Suite de notre série sur la 3e édition de DRIM’in Saclay, qui se déroule les 13,14 et 15 juin 2017, à travers un entretien avec Bernard Monnier, co-organisateur de l’événement et président de l’association MIM, à l’origine de la méthodologie utilisée à cette occasion.

– Si vous deviez revenir sur la genèse de cet événement ?

DRIM’in Saclay s’inscrit dans le prolongement d’ActinSpace, une plateforme d’innovation que j’ai lancée en mai 2014, sur le Plateau de Saclay, au Synchrotron « Soleil », pour relever des défis posés par la recherche du CNES. La CCI de l’Essonne m’avait alors sollicité pour explorer la possibilité de monter un événement comparable, de façon à renforcer les synergies entre grands comptes, entreprises innovantes – des start-up, donc, mais aussi des PME – autour de la transition énergétique. J’ai aussitôt répondu positivement.

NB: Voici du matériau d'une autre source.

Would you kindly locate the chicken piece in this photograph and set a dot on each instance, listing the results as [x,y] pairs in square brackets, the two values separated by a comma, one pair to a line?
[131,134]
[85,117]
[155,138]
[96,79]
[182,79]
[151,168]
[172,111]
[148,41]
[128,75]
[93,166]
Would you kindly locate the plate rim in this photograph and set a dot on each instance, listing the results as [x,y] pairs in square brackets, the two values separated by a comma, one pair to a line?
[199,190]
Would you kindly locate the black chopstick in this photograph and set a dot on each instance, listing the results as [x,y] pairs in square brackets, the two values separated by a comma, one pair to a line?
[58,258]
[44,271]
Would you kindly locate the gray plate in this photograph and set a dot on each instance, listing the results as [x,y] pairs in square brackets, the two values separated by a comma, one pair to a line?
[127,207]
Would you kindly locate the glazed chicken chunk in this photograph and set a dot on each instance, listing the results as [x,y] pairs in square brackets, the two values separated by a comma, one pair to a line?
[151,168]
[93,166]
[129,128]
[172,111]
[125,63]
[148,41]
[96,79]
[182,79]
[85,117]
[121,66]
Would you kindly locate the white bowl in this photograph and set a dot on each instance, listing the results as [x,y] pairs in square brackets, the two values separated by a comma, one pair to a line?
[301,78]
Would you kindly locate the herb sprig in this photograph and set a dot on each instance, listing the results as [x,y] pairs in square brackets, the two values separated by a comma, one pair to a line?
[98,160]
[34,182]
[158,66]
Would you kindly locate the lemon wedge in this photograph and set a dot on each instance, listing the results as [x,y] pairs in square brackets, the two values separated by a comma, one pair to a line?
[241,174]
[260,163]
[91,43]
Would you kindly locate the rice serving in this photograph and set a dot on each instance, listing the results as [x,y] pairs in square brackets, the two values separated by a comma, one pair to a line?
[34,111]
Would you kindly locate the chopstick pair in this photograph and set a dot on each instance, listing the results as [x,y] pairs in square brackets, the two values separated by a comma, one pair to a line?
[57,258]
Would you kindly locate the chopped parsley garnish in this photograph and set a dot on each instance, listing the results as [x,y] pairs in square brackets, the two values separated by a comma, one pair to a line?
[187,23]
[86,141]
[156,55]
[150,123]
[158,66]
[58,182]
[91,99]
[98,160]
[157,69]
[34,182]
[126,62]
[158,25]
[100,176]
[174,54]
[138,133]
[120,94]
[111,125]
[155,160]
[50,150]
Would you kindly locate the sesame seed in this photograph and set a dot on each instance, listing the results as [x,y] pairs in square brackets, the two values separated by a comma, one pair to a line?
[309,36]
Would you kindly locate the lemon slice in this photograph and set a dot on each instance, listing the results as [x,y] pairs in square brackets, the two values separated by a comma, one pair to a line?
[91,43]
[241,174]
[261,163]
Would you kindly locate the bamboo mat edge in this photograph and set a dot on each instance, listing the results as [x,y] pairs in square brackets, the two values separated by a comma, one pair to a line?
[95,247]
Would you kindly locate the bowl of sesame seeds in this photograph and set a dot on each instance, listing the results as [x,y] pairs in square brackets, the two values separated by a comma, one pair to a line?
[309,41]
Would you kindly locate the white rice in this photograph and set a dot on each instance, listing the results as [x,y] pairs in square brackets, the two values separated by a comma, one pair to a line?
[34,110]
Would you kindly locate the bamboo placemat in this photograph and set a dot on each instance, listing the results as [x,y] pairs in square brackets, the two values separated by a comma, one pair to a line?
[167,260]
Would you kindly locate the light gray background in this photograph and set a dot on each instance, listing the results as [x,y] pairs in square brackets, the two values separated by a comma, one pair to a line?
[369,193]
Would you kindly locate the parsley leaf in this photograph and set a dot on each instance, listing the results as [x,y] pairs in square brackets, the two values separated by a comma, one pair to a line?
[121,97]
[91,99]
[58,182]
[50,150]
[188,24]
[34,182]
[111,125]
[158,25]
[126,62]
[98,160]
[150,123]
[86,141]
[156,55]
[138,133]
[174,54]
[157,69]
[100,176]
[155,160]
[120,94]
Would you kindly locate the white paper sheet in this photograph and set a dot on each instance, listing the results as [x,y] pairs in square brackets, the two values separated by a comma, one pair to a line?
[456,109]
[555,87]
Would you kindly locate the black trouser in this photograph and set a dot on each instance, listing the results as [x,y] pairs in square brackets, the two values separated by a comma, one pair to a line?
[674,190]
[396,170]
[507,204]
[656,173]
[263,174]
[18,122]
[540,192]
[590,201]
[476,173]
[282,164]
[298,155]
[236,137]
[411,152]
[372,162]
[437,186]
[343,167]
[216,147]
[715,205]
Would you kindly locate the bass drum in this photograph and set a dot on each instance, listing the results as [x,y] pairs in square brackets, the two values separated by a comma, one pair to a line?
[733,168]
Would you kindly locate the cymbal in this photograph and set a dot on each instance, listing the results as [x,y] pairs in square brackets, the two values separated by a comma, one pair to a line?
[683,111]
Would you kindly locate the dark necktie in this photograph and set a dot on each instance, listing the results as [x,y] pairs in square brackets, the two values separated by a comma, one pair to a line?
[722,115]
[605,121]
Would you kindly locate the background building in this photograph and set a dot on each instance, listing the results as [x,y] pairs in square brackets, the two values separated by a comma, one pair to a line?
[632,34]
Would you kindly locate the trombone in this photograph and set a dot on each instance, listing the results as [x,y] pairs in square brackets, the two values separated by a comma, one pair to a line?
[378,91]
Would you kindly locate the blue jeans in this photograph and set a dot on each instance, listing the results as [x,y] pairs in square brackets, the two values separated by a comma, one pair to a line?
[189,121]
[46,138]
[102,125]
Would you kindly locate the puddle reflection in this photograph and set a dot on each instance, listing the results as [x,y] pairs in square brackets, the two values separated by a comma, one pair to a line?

– Qu’est-ce qui vous a motivé ?

Au moins trois choses. D’abord, la transition énergétique est un enjeu qui m’intéresse tout particulièrement. Les idées ne manquent pas en la matière, mais elles sont insuffisamment valorisées. Or, la transition énergétique est un passage obligé si on veut imaginer l’Usine du Futur. Travaillant encore à l’époque au sein d’un groupe industriel dont l’énergie n’était pas le cœur métier, je n’avais pas a priori l’opportunité de traiter de cette question. L’événement que la CCI proposait de mettre en place était l’occasion de le faire.
Ensuite, ma préoccupation première est, comme j’ai déjà eu l’occasion de vous le dire dans un précédent entretien [pour y accéder, cliquer ici], la création d’emplois et, donc, de richesse. Ce qui suppose de faire travailler ensemble, dans cette perspective, grands groupes, start-up et PME. Mais force est de constater que ce n’est pas toujours simple. Certes, de nombreuses structures et dispositifs ont été mis en place pour soutenir le développement d’entreprises innovantes et tout cela est très bien. Mais, aujourd’hui, le véritable défi est de faire en sorte que ces entreprises non seulement survivent, mais croissent. Les grands comptes devraient pouvoir les soutenir en ce sens, en les aidant à l’international, mais, force est, encore une fois, de constater que c’est difficile, faute de réelles opportunités d’échanger. Un événement comme DRIM’in Saclay est justement l’occasion de le faire en permettant à de grands groupes de découvrir ces pépites qui existent, parfois dans leur environnement, mais sans qu’il y ait le moindre contact avec elles.
Enfin, j’avais déjà dans mon escarcelle, DRIM, une démarche que j’avais testée au Maroc avec des doctorants et qui pouvait correspondre parfaitement au principe du challenge tel que le souhaitait la CCI Essonne. Pour mémoire ces quatre lettres signifient « Défi en Recherche et Innovation par MIM », en référence à la méthode d’évaluation de l’innovation ouverte que j’ai mise au point et dont nous avons longuement discuté dans notre tout premier entretien [pour y accéder, cliquer ici]. J’en décris en détail le process au chapitre 4 de mon livre « La Route des Innovations ».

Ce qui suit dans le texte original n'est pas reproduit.